4. Sobre la base de los anteriores postulados -y una vez que en el anterior Fundamento de Derecho de esta sentencia hemos desestimado la pretensión del recurrente de, bajo la invocación del derecho a la presunción de inocencia, modificar los hechos declarados probados-, pasamos a examinar si la resolución impugnada ha vulnerado -como sostiene el recurrente- el principio de legalidad, en su vertiente de tipicidad, o, por el contrario, acierta al calificar la conducta que relatan los hechos probados como constitutiva de la infracción muy grave, contemplada en el apartado 15 del artículo 7 de la Ley Orgánica 12/2007, de 22 de octubre, del régimen disciplinario de la Guardia Civil: 'La desobediencia grave o la indisciplina frente a las órdenes o instrucciones de un superior, salvo que éstas constituyan infracción manifiesta del ordenamiento jurídico'.

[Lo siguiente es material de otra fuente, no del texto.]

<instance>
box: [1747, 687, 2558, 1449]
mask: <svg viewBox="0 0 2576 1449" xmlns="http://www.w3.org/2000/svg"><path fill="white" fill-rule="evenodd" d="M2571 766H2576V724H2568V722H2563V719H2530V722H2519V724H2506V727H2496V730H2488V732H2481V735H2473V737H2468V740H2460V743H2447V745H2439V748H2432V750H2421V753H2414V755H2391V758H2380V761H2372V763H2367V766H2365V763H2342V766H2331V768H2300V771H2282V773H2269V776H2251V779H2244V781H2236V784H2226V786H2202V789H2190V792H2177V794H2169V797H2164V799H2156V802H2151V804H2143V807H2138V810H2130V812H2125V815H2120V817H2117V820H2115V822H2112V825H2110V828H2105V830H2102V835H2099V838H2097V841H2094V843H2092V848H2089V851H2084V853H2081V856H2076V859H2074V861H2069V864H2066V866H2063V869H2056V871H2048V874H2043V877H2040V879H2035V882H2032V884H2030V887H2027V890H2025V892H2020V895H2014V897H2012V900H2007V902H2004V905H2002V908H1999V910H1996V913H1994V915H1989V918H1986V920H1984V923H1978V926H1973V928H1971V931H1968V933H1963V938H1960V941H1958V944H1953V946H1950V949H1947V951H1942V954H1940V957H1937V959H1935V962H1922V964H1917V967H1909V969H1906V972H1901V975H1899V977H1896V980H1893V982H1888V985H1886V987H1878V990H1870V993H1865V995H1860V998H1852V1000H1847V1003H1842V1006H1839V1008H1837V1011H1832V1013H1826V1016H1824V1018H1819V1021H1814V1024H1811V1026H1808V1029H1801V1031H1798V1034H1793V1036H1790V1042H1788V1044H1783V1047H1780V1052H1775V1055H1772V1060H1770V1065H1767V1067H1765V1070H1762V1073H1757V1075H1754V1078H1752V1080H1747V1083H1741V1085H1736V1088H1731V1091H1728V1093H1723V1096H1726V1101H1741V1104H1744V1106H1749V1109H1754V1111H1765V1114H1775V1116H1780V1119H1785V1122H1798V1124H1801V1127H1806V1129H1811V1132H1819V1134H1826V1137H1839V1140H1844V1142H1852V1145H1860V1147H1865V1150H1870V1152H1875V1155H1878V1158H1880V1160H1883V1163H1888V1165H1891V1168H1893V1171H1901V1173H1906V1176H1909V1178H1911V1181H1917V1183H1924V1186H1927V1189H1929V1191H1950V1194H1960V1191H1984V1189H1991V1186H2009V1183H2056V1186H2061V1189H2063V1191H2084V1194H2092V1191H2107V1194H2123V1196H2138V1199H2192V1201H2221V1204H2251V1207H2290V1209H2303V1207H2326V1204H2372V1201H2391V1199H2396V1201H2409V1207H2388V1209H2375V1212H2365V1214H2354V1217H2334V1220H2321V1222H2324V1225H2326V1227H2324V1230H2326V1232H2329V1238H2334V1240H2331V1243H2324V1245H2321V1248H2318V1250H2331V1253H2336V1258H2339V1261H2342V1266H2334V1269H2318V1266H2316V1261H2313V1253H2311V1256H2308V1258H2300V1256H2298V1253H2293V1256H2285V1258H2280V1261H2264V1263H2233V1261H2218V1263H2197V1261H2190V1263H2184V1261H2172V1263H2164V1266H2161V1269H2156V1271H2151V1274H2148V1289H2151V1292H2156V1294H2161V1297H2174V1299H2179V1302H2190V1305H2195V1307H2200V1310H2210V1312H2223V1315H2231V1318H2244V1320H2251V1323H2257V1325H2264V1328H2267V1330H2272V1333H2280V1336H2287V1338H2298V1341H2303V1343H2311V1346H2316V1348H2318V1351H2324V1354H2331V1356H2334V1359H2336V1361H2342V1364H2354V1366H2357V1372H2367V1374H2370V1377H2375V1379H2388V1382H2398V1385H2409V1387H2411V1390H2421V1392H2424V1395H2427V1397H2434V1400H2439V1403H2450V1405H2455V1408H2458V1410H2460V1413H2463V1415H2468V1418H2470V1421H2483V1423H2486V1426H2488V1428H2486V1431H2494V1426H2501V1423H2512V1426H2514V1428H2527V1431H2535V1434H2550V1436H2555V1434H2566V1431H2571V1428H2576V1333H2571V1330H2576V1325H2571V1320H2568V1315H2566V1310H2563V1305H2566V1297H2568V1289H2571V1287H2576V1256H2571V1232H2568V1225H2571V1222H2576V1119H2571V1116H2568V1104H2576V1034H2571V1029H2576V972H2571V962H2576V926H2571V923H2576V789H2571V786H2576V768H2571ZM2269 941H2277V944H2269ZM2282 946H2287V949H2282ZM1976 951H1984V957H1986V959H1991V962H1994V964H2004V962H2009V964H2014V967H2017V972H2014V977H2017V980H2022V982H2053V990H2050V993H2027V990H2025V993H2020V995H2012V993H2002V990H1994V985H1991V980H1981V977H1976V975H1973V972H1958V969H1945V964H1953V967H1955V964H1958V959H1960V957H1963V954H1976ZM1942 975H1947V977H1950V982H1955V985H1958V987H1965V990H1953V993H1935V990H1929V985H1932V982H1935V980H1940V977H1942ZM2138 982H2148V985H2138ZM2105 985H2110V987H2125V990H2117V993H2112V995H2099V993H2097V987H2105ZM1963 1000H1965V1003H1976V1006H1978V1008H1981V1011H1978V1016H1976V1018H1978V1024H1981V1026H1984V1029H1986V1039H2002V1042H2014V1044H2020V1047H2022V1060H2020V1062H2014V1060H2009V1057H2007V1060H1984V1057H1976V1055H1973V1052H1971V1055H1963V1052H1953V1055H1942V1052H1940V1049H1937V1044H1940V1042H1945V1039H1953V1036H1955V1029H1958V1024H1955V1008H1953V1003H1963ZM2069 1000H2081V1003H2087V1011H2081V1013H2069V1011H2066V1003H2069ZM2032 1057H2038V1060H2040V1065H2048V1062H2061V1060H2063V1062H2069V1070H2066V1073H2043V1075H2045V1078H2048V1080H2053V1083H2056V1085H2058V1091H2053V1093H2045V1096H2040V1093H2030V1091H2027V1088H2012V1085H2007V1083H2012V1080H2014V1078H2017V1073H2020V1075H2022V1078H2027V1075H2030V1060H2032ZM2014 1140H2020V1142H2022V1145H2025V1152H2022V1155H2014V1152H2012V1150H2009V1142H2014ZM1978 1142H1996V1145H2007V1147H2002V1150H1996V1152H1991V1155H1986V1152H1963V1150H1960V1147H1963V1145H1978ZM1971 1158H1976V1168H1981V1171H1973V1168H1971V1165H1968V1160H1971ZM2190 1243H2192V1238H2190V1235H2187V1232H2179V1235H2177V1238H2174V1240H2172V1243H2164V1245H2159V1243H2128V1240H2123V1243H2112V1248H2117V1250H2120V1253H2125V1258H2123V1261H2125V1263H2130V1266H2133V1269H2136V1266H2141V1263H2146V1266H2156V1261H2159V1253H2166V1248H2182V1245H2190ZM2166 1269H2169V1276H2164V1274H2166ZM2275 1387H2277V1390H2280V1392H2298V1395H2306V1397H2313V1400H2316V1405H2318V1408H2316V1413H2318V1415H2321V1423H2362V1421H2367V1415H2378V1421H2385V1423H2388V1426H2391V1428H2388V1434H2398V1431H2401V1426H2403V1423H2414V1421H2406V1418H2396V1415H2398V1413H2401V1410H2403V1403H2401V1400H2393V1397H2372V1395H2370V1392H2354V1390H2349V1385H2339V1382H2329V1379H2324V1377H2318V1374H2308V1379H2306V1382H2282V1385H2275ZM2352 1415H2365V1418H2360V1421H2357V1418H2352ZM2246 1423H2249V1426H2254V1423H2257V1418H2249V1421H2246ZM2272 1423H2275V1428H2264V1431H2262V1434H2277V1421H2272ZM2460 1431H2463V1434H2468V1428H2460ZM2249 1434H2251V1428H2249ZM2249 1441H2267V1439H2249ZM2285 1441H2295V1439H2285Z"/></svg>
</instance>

La subsunción de la conducta del Sargento, Comandante de Puesto, en la mencionada infracción muy grave aparece justificada en el Fundamento de Derecho Segundo de la resolución sancionadora, revalidada en este aspecto por la resolución resolutoria del recurso de alzada, mediante el análisis de la concurrencia de todos los elementos que fundamentan y caracterizan dicho injusto, labor que con indudable rigor ya había realizado el Instructor del expediente disciplinario en el apartado 'Calificación jurídica de los hechos', de su propuesta de resolución.
Constatan las expresadas resoluciones, y nosotros ahora:
A. La existencia de una orden legítima impartida al hoy recurrente por un superior jerárquico, el Teniente adjunto de la Compañía de Valladolid, dada de manera razonada, clara, taxativa y reiterada hasta en tres ocasiones, en la que se contenía el mandato imperativo, directamente transmitido al entonces Sargento Comandante de Puesto, responsable de las diligencias, de que procediera a efectuar, durante la tarde del día 31 de marzo de 2019, la lectura de derechos con asistencia letrada al detenido, con objeto de evitar el planteamiento de un posible procedimiento de
Como bien advierte el Instructor del expediente y recoge la resolución sancionadora, ninguna orden puede ser más ajustada a la legalidad y por tanto más conforme al Ordenamiento Jurídico que aquella que tiene por objeto que su destinatario cumpla con una obligación cuyo fin último es salvaguardar los derechos de una persona que se encuentra privada de libertad, compatibilizándola con las disponibilidades de medios de la Guardia Civil y aquellas instrucciones internas relativas al empleo de las patrullas. Lo que, además -añadimos nosotros-, aleja considerablemente a la citada orden de la invasión de atribuciones que le atribuye el recurrente.
La expresada orden reunía, pues, todas las características requeridas por el artículo 8 del Código Penal Militar para ser reconocida como tal, definición que resulta extrapolable al ámbito disciplinario: 'Es orden todo mandato relativo al servicio que un superior militar da a un subordinado, en forma adecuada y dentro de las atribuciones que le corresponden, para que lleve a cabo u omita una actuación concreta'.
Y también las que la jurisprudencia de esta Sala destacó al interpretar el muy similar concepto de orden contenido en el artículo 19 del hoy derogado Código Penal Militar de 1985:
'[S]e entiende que 'orden' es todo mandato relativo al servicio que un militar da, de forma adecuada y dentro de las atribuciones que legalmente le correspondan, a un inferior o subordinado para que lleve a cabo, u omita, una actuación concreta. Tal descripción comporta, que las 'órdenes no son normas', sino 'decisiones' que toman los jefes de acuerdo con las normas vigentes; exigiendo, su carácter, que sean precisas, claras, inteligibles, concretas y relativas al servicio. Debiendo añadir, con la sentencia de 19 de abril de 2011, que la disciplina militar, en cuanto pauta esencial como medio para alcanzar la máxima eficacia, en el logro de los fines constitucionalmente asignados ... no admite que el cumplimiento de una orden legítima, debidamente transmitida por el mando, dependa en su cumplimiento de si el subordinado que la recibe esté, o no, de acuerdo con ella' ( STS, 5ª, de 16 de mayo de 2013, dictada en el recurso núm. 13/2013).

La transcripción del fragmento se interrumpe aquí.